Other hoarders want to be environmentally responsible. One man collected hard rubbish because he didn't want the objects to go into landfill. One woman did not shower because she was concerned about wasting water.
Reid is working with a woman whose grandchildren are not allowed to visit her. She likes to bake cakes for friends but no one will eat them, because of the state of her home. "She wants to be a good family member and nurturer," says Reid. "But her possessions are taking too much of a toll on her life."
When Judith was diagnosed with cancer in 2001, Meredith and her husband, Brian Walsh, took her into their own home. Within months, Judith's room was jam-packed with junk – empty jars and tubes, sticks and clutter. "I couldn't stay long in her room because I sneezed. I coped by making jokes about the little mohair jumpers that were created from the tumbling dust, used tissues and debris."

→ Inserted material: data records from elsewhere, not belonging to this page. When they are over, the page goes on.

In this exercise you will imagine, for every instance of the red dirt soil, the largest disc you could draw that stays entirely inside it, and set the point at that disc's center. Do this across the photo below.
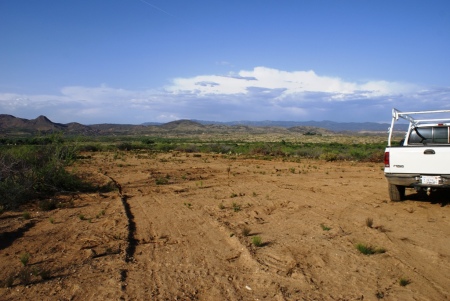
(182, 226)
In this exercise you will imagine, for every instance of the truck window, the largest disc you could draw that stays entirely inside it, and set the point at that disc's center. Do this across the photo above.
(436, 135)
(440, 135)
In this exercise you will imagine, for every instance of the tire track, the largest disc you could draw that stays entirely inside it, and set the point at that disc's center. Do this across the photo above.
(132, 242)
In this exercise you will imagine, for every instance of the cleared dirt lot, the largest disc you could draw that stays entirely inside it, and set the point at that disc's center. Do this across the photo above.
(180, 227)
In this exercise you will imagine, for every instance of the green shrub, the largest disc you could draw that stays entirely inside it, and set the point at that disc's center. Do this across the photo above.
(28, 172)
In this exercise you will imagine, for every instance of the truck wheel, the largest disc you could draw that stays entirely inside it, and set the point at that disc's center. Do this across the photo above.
(396, 192)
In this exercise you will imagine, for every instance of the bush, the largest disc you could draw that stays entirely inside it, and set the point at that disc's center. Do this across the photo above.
(36, 171)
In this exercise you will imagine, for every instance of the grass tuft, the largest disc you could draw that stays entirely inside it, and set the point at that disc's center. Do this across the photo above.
(369, 250)
(325, 227)
(24, 258)
(257, 241)
(246, 231)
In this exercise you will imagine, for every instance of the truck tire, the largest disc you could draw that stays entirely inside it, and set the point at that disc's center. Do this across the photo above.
(396, 192)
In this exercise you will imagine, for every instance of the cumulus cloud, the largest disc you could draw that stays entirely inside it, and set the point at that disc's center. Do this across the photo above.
(259, 94)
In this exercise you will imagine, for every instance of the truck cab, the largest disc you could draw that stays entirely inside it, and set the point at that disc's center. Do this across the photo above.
(422, 158)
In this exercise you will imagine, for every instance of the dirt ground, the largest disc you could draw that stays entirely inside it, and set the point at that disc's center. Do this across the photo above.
(186, 227)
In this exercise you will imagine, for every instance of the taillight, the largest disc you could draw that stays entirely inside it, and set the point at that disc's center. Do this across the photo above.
(386, 159)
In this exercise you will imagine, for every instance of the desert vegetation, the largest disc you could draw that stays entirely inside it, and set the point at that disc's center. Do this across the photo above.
(209, 219)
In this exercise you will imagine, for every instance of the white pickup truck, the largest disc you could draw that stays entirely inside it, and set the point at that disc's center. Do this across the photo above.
(422, 159)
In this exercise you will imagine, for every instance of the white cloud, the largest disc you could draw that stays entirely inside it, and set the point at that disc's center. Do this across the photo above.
(259, 94)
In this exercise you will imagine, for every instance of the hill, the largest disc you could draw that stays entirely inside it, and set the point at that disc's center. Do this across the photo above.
(11, 125)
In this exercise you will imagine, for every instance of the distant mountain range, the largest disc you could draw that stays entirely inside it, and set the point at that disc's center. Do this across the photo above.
(11, 125)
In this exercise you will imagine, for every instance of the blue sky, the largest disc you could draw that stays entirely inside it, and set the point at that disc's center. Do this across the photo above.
(135, 61)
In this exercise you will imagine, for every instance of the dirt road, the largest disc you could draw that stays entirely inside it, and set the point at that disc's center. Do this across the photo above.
(186, 227)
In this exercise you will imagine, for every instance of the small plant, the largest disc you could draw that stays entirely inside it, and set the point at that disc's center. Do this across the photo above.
(48, 205)
(257, 241)
(404, 281)
(24, 258)
(369, 250)
(162, 181)
(101, 213)
(25, 276)
(324, 227)
(246, 231)
(45, 274)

When Meredith had to call ambulances for her mother, the officers' jaws dropped. "How are we going to get her out?" they would ask.
It took Meredith six months and 16 skips to clear her mother's house after she died in 2005. She had already spent five years sorting through stuff. She found TV guides dating back 30 years, highlighting shows such as Homicide that Meredith had starred in as a child actress. The home was eventually pulled down and replaced by a block of townhouses.
Meredith Fuller's great-grandmother was also a hoarder, which may be no coincidence – experts believe genetics play a role. But one positive consequence was that Meredith inherited boxes of photos and historical papers that allowed her to trace her family line back to the 1500s. "There are always good things that come from bad," she says, adding that education gave her the chance of building a normal life from a dysfunctional childhood.
Meredith describes her own home in Caulfield North, where she and Walsh, a psychologist, run their practice, as "warm and comfortable". The public areas are minimalist and neat and their private spaces are more casual. Meredith is messy and describes her husband as a neat-freak. The two balance each other out.
"It teaches you incredible compassion," says Meredith, reflecting on her childhood experience with her mother. "She knew it was weird and she knew she had a disorder but she couldn't change it. It was how she dealt with stress and anxiety and trauma.
"She had very little money and she had to keep us all going. By keeping things, she believed she could ward off scarcity. Everything was precious. I survived living in the house by reminding myself that people do the best they can."